On top of the bookcase beside our bunk beds, which was a pseudo end table for me, I kept a wallet sized print of a bust of Jesus by Warner Sulliman which I bought at the gift shop at our previous church, La Sallette Shrine. During the Jesus Movement which brought the charismatic movement within the Catholic Church, we attended La Sallette which was a former estate that became a monastery. Before moving, I attended youth group which was close to a non-denominational church for a catholic church.
The picture of Jesus stayed next to my bed from Massachusetts to Maryland to New Jersey to Florida to Connecticut and Ohio until my kids claimed it. (I think Sarah had it the longest.) Each night, I prayed my prayers looking at Jesus's face, kissed the portrait and aimed it at where I would sleep hoping it would ward off bad dreams and my wandering mind.
There on the top of my bunkbed in my shared room, I woke to a face staring at me. He was smiling at me as it hovered over me, watching me sleep. Needless to say, I stared back startled trying to determine if I was sleeping or not. It frightened me, thinking it was a ghost, and I waved at it to disappear.

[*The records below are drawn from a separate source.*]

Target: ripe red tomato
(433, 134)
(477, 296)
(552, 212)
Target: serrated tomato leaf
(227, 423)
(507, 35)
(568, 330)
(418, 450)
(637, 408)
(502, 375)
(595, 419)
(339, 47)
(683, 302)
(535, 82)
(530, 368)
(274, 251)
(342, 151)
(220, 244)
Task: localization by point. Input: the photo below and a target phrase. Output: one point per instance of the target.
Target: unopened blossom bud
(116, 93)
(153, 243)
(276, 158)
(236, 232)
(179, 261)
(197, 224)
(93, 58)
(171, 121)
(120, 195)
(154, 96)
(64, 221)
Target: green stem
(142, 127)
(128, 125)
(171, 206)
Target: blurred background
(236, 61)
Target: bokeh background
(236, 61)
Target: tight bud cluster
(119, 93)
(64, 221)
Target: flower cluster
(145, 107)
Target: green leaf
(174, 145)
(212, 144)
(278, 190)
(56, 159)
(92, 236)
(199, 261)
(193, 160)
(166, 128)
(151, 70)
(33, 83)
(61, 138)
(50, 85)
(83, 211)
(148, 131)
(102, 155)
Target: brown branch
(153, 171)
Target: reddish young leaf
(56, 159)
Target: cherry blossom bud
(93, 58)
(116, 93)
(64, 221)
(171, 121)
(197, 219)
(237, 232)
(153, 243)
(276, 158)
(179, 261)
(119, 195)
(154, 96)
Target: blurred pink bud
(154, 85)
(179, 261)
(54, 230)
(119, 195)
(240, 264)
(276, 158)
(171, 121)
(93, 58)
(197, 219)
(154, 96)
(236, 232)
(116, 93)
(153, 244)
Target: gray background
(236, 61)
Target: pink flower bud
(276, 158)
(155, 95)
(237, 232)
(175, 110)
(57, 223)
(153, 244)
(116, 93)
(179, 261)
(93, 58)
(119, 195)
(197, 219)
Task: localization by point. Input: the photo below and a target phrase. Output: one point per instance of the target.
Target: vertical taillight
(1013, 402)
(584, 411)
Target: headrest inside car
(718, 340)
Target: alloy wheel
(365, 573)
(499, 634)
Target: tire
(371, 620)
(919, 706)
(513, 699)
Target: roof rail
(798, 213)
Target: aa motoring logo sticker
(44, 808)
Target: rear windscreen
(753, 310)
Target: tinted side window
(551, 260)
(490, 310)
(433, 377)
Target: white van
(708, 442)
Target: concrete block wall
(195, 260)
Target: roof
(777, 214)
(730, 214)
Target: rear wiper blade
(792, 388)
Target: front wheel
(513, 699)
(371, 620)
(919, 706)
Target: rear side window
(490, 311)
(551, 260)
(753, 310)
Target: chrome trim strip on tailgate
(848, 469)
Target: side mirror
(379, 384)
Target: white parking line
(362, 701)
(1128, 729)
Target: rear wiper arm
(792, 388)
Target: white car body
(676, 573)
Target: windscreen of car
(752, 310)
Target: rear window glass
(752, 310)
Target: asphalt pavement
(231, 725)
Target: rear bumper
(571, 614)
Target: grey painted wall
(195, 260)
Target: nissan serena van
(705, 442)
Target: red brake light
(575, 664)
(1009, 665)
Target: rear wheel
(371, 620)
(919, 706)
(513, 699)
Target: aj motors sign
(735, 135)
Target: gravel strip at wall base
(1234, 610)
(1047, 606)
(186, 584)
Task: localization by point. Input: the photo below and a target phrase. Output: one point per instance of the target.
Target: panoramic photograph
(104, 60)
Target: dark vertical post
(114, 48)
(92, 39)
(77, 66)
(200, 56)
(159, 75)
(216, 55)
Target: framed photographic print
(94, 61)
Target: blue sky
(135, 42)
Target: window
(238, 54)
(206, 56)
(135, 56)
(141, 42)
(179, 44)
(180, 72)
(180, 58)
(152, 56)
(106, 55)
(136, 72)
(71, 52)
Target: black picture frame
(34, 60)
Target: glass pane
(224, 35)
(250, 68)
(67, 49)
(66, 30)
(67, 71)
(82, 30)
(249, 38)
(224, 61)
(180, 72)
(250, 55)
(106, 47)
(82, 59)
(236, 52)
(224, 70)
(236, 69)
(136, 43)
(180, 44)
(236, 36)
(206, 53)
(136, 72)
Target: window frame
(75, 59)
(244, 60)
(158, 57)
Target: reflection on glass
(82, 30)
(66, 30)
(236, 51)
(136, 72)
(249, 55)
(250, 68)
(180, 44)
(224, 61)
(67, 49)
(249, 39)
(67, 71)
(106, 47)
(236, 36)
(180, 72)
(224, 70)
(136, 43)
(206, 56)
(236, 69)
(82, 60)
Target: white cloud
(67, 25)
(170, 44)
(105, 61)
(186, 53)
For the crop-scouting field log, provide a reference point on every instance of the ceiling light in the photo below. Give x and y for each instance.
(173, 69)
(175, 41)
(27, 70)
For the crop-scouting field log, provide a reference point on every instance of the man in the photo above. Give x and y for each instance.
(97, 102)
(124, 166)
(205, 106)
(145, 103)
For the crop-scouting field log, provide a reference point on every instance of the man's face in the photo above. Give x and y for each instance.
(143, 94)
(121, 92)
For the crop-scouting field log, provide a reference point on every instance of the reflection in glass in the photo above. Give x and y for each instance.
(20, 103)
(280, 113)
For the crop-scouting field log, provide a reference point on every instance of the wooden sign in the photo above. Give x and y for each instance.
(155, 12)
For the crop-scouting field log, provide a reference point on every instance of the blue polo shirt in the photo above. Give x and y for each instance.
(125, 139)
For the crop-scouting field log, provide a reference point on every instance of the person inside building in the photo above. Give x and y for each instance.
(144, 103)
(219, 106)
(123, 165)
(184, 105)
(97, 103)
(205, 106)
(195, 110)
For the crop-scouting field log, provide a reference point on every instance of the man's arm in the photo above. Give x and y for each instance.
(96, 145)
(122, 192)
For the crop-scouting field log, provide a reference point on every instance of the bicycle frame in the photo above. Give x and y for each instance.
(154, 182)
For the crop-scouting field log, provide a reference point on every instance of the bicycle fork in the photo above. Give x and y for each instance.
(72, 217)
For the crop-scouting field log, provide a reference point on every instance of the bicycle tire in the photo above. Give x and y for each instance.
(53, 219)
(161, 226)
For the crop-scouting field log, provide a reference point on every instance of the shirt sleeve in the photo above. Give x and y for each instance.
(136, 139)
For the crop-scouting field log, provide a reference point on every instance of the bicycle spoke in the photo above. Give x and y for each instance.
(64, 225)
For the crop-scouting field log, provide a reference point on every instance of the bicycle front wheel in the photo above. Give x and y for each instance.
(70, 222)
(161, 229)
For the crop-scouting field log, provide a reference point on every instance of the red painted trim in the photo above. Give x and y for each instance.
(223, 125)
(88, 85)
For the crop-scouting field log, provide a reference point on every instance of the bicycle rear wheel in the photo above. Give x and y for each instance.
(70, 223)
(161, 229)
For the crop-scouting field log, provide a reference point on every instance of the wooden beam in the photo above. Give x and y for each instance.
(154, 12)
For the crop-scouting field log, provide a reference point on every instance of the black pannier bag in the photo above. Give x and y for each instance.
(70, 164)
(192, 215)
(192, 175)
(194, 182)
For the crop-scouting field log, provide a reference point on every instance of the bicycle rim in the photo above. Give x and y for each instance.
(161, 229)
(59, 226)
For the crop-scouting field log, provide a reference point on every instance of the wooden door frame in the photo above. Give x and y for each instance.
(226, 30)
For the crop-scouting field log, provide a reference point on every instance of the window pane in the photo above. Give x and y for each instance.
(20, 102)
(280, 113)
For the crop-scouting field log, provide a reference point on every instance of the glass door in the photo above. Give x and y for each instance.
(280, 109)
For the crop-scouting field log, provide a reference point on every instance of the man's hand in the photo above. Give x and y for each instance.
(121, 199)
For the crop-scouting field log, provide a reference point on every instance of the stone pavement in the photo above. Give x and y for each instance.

I got out of bed, brushed my teeth, and headed to the kitchen to have a bowl of cereal before going for a morning run. As I stood there, someone grabbed my arms and me from behind as if to let me know he had my back but, at that moment coupled with the floating face, I was sure some demon was haunting me and broke down crying. My brother found me in the kitchen, having got up for early morning swim practice, crying over my bowl of Cheerios thinking I lost my mind.
It wasn't until years later when I read Zephaniah 3:17 that I realized God was with me and singing over me. What I saw and felt was an answer to my prayers. The Lord your God is with you, He is mighty to save. He will take great delight in you, He will quiet you with His love, He will rejoice over you with singing.